# atlas craftsman rebuild



## rustlek (Mar 2, 2013)

ive got the motor under the lathe and it has 2 belts. quite ratty and frayed. whats the best way to change them


----------



## davidh (Mar 2, 2013)

i changed my belts on my craftsman by buying the link belts (can't for the life of me think of the name of them but i will) that you can install without taking anything apart. . . . . . . they are the cats meow. i'll remember the name and add to the post later.


----------



## GaryK (Mar 2, 2013)

davidh said:


> i changed my belts on my craftsman by buying the link belts (can't for the life of me think of the name of them but i will) that you can install without taking anything apart. . . . . . .  they are the cats a**.  i'll remember the name and add to the post later.



FENNER makes them. You can find them on ebay among other places. 




rustlek said:


> ive got the motor under the lathe and it has 2  belts. quite ratty and frayed. whats the best way to change them



It's the best bet unless you are looking to take the head apart.

Gary


----------



## pdentrem (Mar 2, 2013)

I use the Fenner Powertwist at the shop and at home in my shop for anything that takes longer than an hour to replace a standard belt.

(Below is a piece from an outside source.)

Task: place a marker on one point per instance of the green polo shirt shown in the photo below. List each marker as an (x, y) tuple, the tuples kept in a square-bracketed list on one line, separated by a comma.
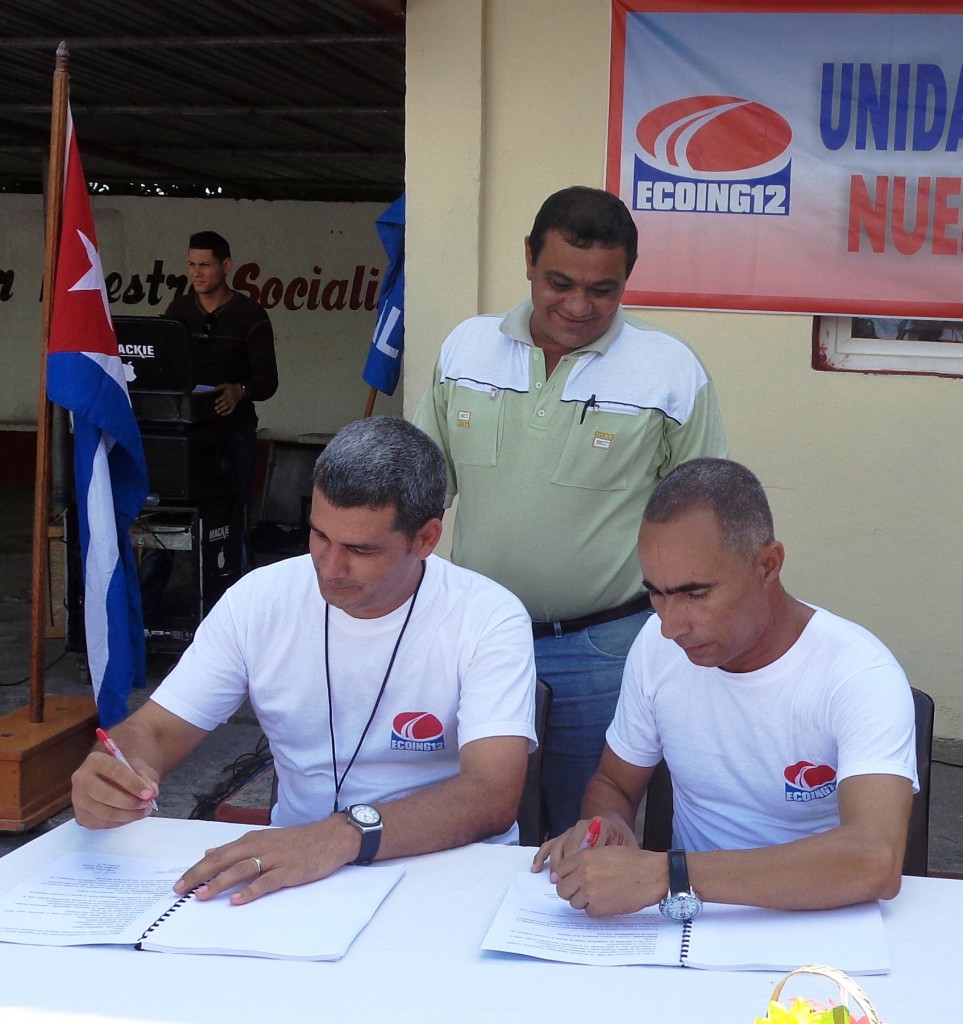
[(553, 473)]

If disassembly is required then it is a no brainer, it gets a Fenner.
Pierre


----------



## cbtrek (Mar 3, 2013)

I ordered from McMaster Carr because they ship so fast,:ups:here is the link and data. It's not cheap but you don't have to take you equipment apart and there is less belt noise. You can also buy from many others.

http://www.mcmaster.com/#catalog/119/1042/=lpwk9j



Install or replace belts in just seconds without taking your drive components apart.Simply use this belting, which allows you to add or remove links with a quick twist of the wrist.Belting is made of urethane elastomer that's reinforced with polyester fabric. You can use it to replace urethane, rubber, and leather round belts. Color is red.*To Order:* Please specify length up to a maximum length of 25 ft.


----------



## rustlek (Mar 17, 2013)

thanks guys i found some at harbor freight anybody use them before


----------



## kd4gij (Mar 17, 2013)

I am using the ones from HF and thay havebeen working fine for 5 years now.


----------